RED GHOST WHITE GHOST: Stories and Essays by Kita Morio Translated with Introduction by Masako INAMOTO  This volume introduces short stories and essays by Kita Morio (1927-2011), one of the most significant, prolific, and beloved postwar writers in Japan. Also known by his literary persona, Dokutoru Manbō(Doctor Manbō), Kita was a remarkably versatile writer who produced both serious and comical works in a wide variety of genres. The story “The Red Ghost and the White Ghost,” from which the title is taken, is a children’s story about two ghosts who are incapable of scaring people.
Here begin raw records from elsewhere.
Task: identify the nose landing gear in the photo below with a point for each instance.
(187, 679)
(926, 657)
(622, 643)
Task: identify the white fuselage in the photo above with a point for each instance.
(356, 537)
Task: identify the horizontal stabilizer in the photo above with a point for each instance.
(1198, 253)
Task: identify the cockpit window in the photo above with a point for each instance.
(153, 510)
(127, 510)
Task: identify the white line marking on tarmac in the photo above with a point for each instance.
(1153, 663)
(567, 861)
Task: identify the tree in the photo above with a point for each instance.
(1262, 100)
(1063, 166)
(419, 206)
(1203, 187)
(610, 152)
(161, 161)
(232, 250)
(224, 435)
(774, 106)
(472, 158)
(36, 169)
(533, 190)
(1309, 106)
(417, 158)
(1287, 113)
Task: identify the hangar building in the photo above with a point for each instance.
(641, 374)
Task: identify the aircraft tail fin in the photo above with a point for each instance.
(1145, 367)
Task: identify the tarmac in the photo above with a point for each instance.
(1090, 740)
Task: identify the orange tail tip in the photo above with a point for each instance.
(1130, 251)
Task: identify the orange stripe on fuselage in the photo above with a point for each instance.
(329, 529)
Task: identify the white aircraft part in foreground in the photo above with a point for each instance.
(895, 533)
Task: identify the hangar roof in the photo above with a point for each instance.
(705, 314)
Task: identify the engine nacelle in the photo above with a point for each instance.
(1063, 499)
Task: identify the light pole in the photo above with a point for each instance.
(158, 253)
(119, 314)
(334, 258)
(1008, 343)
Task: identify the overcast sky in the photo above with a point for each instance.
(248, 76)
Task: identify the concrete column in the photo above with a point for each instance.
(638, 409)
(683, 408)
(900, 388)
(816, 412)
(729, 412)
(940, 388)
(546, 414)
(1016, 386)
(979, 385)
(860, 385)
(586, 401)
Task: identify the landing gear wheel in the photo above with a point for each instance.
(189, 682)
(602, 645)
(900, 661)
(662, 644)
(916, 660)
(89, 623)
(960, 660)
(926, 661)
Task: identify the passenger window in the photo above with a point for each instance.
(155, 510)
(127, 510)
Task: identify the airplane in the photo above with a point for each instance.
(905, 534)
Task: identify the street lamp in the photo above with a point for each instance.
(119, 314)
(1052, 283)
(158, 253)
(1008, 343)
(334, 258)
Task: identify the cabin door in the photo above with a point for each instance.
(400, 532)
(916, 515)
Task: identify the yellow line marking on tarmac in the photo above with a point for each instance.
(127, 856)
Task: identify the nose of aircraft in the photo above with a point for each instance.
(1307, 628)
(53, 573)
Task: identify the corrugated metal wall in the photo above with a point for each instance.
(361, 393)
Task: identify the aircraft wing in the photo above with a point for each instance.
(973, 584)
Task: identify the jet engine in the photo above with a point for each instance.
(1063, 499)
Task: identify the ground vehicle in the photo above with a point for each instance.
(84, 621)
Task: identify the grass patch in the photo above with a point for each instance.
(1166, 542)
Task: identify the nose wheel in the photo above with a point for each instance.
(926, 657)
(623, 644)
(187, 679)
Although it is a story for children, Kita subtly includes his criticism of modern society where people only value scientific and tangible things.

REPRESENTING LIVES IN CHINA: Forms of Biography in the Ming-Qing Period   1368-1911  Ihor Pidhainy, Roger Des Forges, Grace S. Fong, editors  The chapters in this ground-breaking volume examine the complex practices of biographical writing in Ming and Qing China.   The informed and fascinating readings illuminate the enduring appeal of representing and represented lives in Chinese history.

STORIES FROM THE SAMURAI FRINGE Hayashi Fusao's Proletarian Short Stories and the Turn to Ultranationalism in Early Shōwa Japan by Jeff E. Long  Few events have symbolized the interwar Japanese intellectual community’s inability to put up a principled resistance to the Japanese government’s growing authoritarianism like the tenkō phenomenon of the 1930s (the political and/or ideological renunciation of the Communist Party and its affiliated organizations and activities).  Here we examine Hayashi’s tenkō through a close reading of his proletarian short stories.  As a result, this work also draws attention to one of the more controversial intellectual and cultural issues during Japan’s “red decade” (1925-1935), the political role of literature in contesting the state’s dominance of state-society relations in imperial Japan.